RG59. 75 Ohm impedance cable with a single inner conductor and a single shielded cable. The inner conductor is a solid , copper covered steel 20AWG inner conductor [wire]. The dielectric core is solid polyethylene material with a diameter of 0.145 inches. The outer conductor is a single braid copper wire of 34AWG with about 95 percent coverage. The cable covering is a PVC jacket with an outer diameter of 0.242 inches. General 75 ohm video usage up to 1GHz, with TNC or BNC cables specified by MIL-PRF-39012. The RG-59 cable has a weight of 3.5 pounds per 100 feet and an attenuation of 9dB per 100 feet [0.4GHz] to 16dB per 100 feet [1GHz].
50 or 75 Ohm Shielded Coax
The current military specification sheet that covers RG-59 is MIL-C-17-184 [part number M17/184-00001], which replaced MIL-DTL-17/29 [part number M17/29-RG59]. The specification sheet goes under; MIL-C-17/184; 75 Ohm Radio Frequency Flexible Coaxial Cable. RG-59 is used with RS-170, and SDI.
Rod Filler. A [paper] material placed inside a cable to fill the unused area not taken up by the wires running within the cable.
Semirigid. [Coax] A cable that uses a solid copper covering as a shield. Semi-rigid cable is bendable, but is normally pre-bent or shaped before use. The military specification MIL-DTL-28830 covers corrugated semirigid coaxial cable. Also MIL-DTL-129 [RG401], 130 and 133 covers semirigid coaxial cable.
Shielded Cable. Cable surrounded by a metallic covering intended to minimize the effects of electrical crosstalk interference or signal radiation.
Shielded Pair. A shielded pair is either a parallel wire pair or twisted pair over which a braid of copper wire has been applied.
Shielded Twisted Pair. A twisted pair is composed of two insulated conductors twisted together, with at least one metal braid covering the wires.
Socket Contact. A female-type contact designed to slip over a pin contact.
Strain Relief.
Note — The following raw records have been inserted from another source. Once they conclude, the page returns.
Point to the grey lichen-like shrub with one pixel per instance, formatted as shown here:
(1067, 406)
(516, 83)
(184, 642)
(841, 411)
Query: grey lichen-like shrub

A connector device that prevents the disturbance of the contact and cable terminations. A back-shell or cable clamp.
Stranded Conductor. A stranded conductor is a conductor composed of more than one wire.
Triaxial Cable. A cable that is constructed the same as regular coaxial cables except for an additional interlayer of dielectric material over the outer conductor, over which is laid an extra shield, with the whole covered by a protective covering. RG307 [75 ohm] and RG402 [50 ohm] are examples of triaxial cables.
Triplex Cable. A cable using three insulated twisted cables made of either copper or aluminum wire and normally covered by an insulating jacket.
Twinaxial Cable. [Twinax] A cable with two conductors running down the long axial of the cable. A shielded coaxial cable with two central insulated conductors. The RG22 Cable is a twinaxial cable.
Twin cable. A cable constructed of individual inner conductors within individual dielectric cores within a common outer conductor, or may have individual inner conductors within a common outer core that may be filled-to-round [RG108, & RG111].
Twisted Pair. A twisted pair is composed of two insulated conductors twisted together. However a cable may have any number of twisted-pair wires within a single jacket.
Wire. A wire is a slender rod or filament of drawn metal.